New Paper Finds Natural Supplements Can Pose Heart Risks for Athletes

The paper also outlines the cardiovascular effects during sports of doping substances, prescribed and OTC medicines, legal performance-enhancing supplements, and experimental drugs.

A statement from the European Association of Preventive Cardiology warns that nutritional supplements taken to boost athletic performance may pose risks to the heart.

“Nutritional supplements are commonly viewed as risk-free substances that may improve performance,” the paper states. “Some nutritional supplements, including various plant and ‘natural’ extracts, may pose a serious health risk and athletes may even risk contravening anti-doping rules.”

The document notes that athletes who use supplements frequently lack knowledge regarding t effects on sports performance and overall health.

“It is reported that most athletes get nutritional advice from coaches, fellow athletes, family members and friends, suggesting that more wide-reaching educational interventions, at an early age, are necessary,” the paper authors wrote.

Some key points for athletes using nutritional supplements include:

  • Knowing that a natural supplement is not necessarily a safe supplement.
  • Looking for products by established manufacturers with known good quality standards.
  • Being an athlete means you are personally responsible for any substances you consume.
  • Being ignorant is not accepted as an excuse in relation to a positive doping test.

The paper also outlines the cardiovascular effects during sports of doping substances, prescribed and OTC medicines, legal performance-enhancing supplements, and experimental drugs.

Although the World Anti-Doping Agency maintains a list of prohibited drugs, nutritional substances are not included because many are unregulated and unlicensed. Legal supplements vary between 40% and 100% depending on the sport and level of competition, which include caffeine, creatine, energy drinks/gels/bars, beetroot juice, and proteins.

“Caffeine is a prime example of a natural substance that is considered safe,” said first study author Paolo Emilio Adami of World Athletics, MD, the global governing body for track and field, in the press release. “While caffeine improves performance, particularly aerobic capacity in endurance athletes, its abuse may lead to fast heart rate (tachycardia), heart rhythm disorders (arrhythmias), high blood pressure, and in some cases sudden cardiac death.”
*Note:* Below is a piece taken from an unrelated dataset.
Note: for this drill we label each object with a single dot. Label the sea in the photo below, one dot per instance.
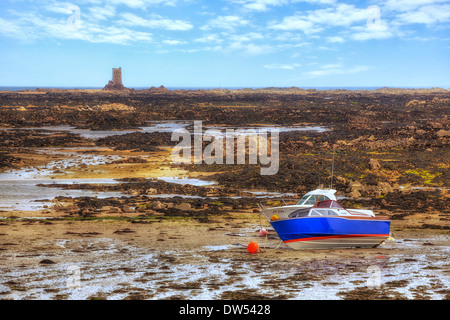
(13, 88)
The researchers noted that athletes commonly ignore dosing recommendations and use multiple drugs simultaneously.

Athletes should continue to be aware that supplement use exposes them to the risk of ingesting prohibited substances because they are regulated as food ingredients and not subject to the rigorous safety standards of pharmaceutical products, according to the paper.

The document also warns that athletes’ desire and consent to use experimental drugs that have not been proven safe in humans is potentially even riskier than using steroids or other prohibited drugs.

The document further states that ongoing use of selective androgen receptor modulators or peptides have a substantial risk for long-term negative health consequences that are frequently understated by their promoters.

The paper emphasizes that doping to improve strength, reduce pain, and repair tissues is anticipatedand lacks protective actions that may subsequently increase health risks. The researchers said this represents a significant threat regarding the future of human performance manipulation.

“In many cases sportspeople use a mix or cocktail of substances to improve their performance and the interaction between them can also be extremely dangerous. All doping substances are risky and their use as medications should only be allowed when prescribed by a physician to treat a medical condition, when no therapeutic alternatives are available, and following the Therapeutic Use Exemption requirements,” Adami said in the press release. “Based on the dose, the duration of use, and the interaction with other substances the health consequences can vary and in some cases be lethal. From a cardiovascular perspective they can cause sudden cardiac death and arrhythmias, atherosclerosis and heart attack, high blood pressure, heart failure, and blood clots.”

Adami added that athletes should be aware that natural supplements and substances are not necessarily safe and should only be used if recommended by professional nutritionists.

“It is fundamental to use products from well-established manufacturers with known and internationally approved good quality standards,” Adami said in the press release. “Athletes are always personally responsible for any substances they consume. Ignorance is not accepted as an excuse in relation to a positive doping test. In those with established cardiovascular disease, a sports physician or sports cardiologist should always be consulted prior to using any performance aid or supplement.”


Athletes warned against potential dangers of natural supplements. European Society of Cardiology. January 27, 2022. Accessed January 28, 2022.